Let \(f_1,\dots, f_n\), \(g\in \mathbb{Q}[x_1,\dots, x_n]\) such that \(f_1=\cdots= f_n= 0\), \(g\neq 0\) has only finitely many solutions over \(\mathbb{C}\). The aim is to compute a representation of the solution set in the form \[ q(T)=0, \qquad \left\{ \begin{matrix} x_1= v_1(T)\\ \vdots\\ x_n= v_n(T) \end{matrix}\right., \tag{1} \] where \(q\) is a univariate polynomial over \(\mathbb{Q}\) and \(v_i\), \(1\leq i\leq n\), are univariate rational functions over \(\mathbb{Q}\). The algorithm presented is incremental in \(n\) such that the \(i\)th step solves \(f_1=\cdots= f_i= 0\) for \(x_{n-i+1},\dots, x_n\). For each \(i\), the algorithm uses Newton-Hensel lifting of \(x_{n-i}\) followed by intersection with the solution set of \(f_{i+1}=0\).
Representation (1) is related to one first used by Kronecker at the end of the 19th century, which has been widely used to obtain complexity results in the zero-dimensional case. In practice, the representation is normally computed from a Gröbner basis. Kronecker’s approach was rediscovered in 1995 and improved by M. Giusti, J. Heintz, J. E. Morais and L. M. Pardo, C. R. Acad. Sci., Paris, Sér. I 325, 1223-1228 (1997; Zbl 0893.68144)]. The present algorithm avoids the use of straight-line programs and needs only polynomials in at most two variables; geometrically it computes the intersection of two curves.
Kronecker’s representation of geometric resolutions leads to lower total degree complexity in the positive-dimensional case. The use of a global Newton iterator avoids the computation of geometric resolutions of intermediate varieties. Kronecker’s simple technique to intersect a variety by a hypersurface avoids primitive element computations in two variables. The cost of integer manipulation is minimized by extensive use of modular arithmetic.

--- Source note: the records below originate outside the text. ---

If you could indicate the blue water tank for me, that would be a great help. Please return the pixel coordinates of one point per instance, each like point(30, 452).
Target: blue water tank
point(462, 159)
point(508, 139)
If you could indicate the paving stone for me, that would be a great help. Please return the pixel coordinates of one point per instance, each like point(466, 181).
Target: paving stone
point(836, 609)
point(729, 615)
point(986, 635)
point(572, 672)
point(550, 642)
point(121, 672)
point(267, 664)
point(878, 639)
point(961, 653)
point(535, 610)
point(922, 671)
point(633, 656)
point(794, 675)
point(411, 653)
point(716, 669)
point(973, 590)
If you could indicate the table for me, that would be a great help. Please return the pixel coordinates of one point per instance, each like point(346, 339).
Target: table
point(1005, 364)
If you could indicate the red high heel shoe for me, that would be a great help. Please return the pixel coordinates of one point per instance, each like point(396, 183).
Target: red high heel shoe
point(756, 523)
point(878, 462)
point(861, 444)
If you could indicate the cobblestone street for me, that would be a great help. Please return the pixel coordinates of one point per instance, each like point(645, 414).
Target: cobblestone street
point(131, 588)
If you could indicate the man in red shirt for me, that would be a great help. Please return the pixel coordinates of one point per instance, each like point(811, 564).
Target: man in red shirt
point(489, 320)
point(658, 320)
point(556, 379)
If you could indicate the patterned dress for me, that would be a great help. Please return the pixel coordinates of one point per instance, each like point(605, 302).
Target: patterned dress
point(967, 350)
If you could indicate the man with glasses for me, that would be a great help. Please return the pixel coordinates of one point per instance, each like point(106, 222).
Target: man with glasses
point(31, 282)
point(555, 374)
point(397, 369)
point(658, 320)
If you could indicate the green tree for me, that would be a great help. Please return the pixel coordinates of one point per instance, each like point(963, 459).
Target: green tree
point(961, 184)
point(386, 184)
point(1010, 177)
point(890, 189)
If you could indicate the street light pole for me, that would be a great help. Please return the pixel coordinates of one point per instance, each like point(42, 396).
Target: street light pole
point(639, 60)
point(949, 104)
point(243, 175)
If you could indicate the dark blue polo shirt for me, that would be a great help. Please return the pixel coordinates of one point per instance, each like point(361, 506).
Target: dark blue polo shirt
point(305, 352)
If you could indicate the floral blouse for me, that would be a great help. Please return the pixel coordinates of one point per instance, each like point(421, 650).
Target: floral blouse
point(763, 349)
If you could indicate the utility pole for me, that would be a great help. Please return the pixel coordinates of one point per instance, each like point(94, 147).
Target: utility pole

The main complexity result is contained in the following theorem, in which \[ M(n)= O(n\log^2(n) \log\log(n)) \] and \(\Omega<4\): Let \(\mathbb{K}\) be a field of characteristic zero, and let \(f_1,\dots, f_n\), \(g\in \mathbb{K}[x_1,\dots, x_n]\) be polynomials of degree at most \(d\) given by a straight-line program of size at most \(L\), such that \(f_1,\dots, f_n\) defines a reduced regular sequence in the open subset \(\{g\neq 0\}\). The geometric resolution of the variety \({\mathcal V}(f_1,\dots, f_n)\setminus{\mathcal V}(g)\) can be computed with \(O(n(nL+ n^\Omega) (M(d\delta))^2)\) arithmetic operations in \(\mathbb{K}\), where \(\delta= \max(\deg({\mathcal V}_1),\dots, \deg({\mathcal V}_{n-1}))\). There is a probabilistic algorithm performing this computation. Its probability of returning correct results relies on choices of elements of \(\mathbb{K}\). Choices for which the result is not correct are enclosed in strict algebraic subsets.
The algorithm presented does not greatly improve the worst-case complexity for dense polynomials. It works best when the complexity of evaluation of the input polynomials is small or the hypersurface \(g=0\) contains several components of each \({\mathcal V}_i\), i.e. \(\delta\ll d^n\). If \(\mathbb{K}= \mathbb{Q}\) then the bit-complexity for computation modulo a “lucky prime” is \[ O((nL+ n^\Omega) M(\deg(q)) M(\eta)), \] where \(\eta\) is the bit-size of the integers in the polynomials involved. This modular solution is then lifted to give a resolution in \(\mathbb{Q}\).
The algorithm has been implemented in Magma as a package called Kronecker. Roughly speaking, its performance is between that of Gröbner basis computations using grevlex and lex orderings. The theory and algorithms are presented in detail, and precise running time comparisons are given for polynomial systems with a range of numbers of variables and heights (coefficient sizes).